Typically, individual states are left to do inspections at cheese plants, and there were no previous reports about a state banning the practice. The change – which FDA calls a “clarification” of a previous rule that has been on the books – extends beyond U.S. borders and would also limit the number of imported artisan cheeses coming into the country, since so many European brands age on wood.

The Wisconsin State Journal reported that FDA reports in 2010 and 2011 stated that listeria monocytogenes could survive on wooden boards even after cleaning and sanitizing. But the University of Wisconsin – Madison’s Center for Dairy Research published a report in 2013 that disagreed with the findings.

Artisan cheesemakers use wood for its taste-enhancing properties, and ease of use and replacement. The alternative is more expensive plastic or stainless steel material, also in use by some U.S. cheesemakers.

An excerpt of FDA’s response is below, as stated in an American Cheese Society member alert:

"Microbial pathogens can be controlled if food facilities engage in good manufacturing practice.
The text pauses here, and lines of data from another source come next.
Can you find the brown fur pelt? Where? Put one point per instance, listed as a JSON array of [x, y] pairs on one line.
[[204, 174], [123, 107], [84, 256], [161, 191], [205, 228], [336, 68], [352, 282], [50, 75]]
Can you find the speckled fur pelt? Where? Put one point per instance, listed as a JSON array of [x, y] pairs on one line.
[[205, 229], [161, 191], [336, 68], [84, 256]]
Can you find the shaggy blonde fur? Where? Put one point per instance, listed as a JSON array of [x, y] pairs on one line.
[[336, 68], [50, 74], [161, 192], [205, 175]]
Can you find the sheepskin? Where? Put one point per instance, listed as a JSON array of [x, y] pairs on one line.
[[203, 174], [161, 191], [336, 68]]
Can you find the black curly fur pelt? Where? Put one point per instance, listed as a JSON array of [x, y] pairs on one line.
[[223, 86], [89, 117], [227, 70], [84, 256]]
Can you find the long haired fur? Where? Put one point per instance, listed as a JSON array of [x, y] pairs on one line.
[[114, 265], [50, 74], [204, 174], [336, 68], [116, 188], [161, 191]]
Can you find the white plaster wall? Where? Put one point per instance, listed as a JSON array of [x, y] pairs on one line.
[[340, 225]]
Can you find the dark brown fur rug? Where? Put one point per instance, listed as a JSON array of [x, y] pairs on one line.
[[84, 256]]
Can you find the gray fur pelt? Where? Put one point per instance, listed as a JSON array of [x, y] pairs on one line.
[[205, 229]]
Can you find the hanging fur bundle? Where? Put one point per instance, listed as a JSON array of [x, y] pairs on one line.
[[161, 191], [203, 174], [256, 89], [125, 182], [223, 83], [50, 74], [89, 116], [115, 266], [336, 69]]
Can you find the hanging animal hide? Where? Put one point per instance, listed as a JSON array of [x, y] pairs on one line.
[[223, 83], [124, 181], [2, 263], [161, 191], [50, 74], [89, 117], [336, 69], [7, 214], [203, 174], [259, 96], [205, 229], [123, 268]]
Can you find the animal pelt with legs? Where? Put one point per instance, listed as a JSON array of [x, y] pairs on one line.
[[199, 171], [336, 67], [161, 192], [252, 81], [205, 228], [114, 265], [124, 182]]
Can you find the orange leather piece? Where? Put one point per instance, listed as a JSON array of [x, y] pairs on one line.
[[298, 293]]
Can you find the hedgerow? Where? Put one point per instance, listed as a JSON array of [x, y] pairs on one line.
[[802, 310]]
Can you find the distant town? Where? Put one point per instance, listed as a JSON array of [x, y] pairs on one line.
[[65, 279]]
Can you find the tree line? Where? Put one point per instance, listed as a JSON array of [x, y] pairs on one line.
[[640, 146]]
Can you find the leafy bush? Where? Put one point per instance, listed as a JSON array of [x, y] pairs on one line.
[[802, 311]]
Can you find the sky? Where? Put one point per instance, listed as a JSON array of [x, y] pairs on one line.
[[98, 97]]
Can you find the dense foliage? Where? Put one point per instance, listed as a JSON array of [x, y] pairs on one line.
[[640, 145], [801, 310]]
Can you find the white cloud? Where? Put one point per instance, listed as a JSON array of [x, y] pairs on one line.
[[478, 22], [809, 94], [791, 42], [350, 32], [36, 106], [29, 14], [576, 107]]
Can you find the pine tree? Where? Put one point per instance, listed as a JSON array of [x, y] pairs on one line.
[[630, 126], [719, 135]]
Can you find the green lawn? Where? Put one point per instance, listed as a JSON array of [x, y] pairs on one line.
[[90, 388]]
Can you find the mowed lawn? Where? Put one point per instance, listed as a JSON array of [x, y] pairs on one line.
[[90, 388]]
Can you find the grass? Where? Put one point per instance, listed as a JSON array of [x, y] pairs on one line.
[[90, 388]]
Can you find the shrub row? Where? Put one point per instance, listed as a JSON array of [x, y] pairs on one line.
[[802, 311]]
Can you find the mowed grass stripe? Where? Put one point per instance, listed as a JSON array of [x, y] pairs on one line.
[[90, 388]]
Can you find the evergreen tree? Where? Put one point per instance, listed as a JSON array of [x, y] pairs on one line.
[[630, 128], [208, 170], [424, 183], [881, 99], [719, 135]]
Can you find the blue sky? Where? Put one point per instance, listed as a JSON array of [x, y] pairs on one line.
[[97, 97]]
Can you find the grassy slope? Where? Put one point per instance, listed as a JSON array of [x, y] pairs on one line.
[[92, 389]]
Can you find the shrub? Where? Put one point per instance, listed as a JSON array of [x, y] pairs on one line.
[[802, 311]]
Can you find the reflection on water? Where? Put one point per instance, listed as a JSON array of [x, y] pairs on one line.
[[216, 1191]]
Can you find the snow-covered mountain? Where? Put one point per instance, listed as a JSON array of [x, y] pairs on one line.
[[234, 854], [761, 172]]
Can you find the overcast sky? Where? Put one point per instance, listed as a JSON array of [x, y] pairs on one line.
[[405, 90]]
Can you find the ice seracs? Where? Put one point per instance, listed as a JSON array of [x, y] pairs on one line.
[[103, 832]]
Proper cleaning and sanitation of equipment and facilities are absolutely necessary to ensure that pathogens do not find niches to reside and proliferate. Adequate cleaning and sanitation procedures are particularly important in facilities where persistent strains of pathogenic microorganisms like Listeria monocytogenes could be found. The use of wooden shelves, rough or otherwise, for cheese ripening does not conform to cGMP requirements, which require that "all plant equipment and utensils shall be so designed and of such material and workmanship as to be adequately cleanable, and shall be properly maintained." 21 CFR 110.40(a). Wooden shelves or boards cannot be adequately cleaned and sanitized. The porous structure of wood enables it to absorb and retain bacteria, therefore bacteria generally colonize not only the surface but also the inside layers of wood. The shelves or boards used for aging make direct contact with finished products; hence they could be a potential source of pathogenic microorganisms in the finished products."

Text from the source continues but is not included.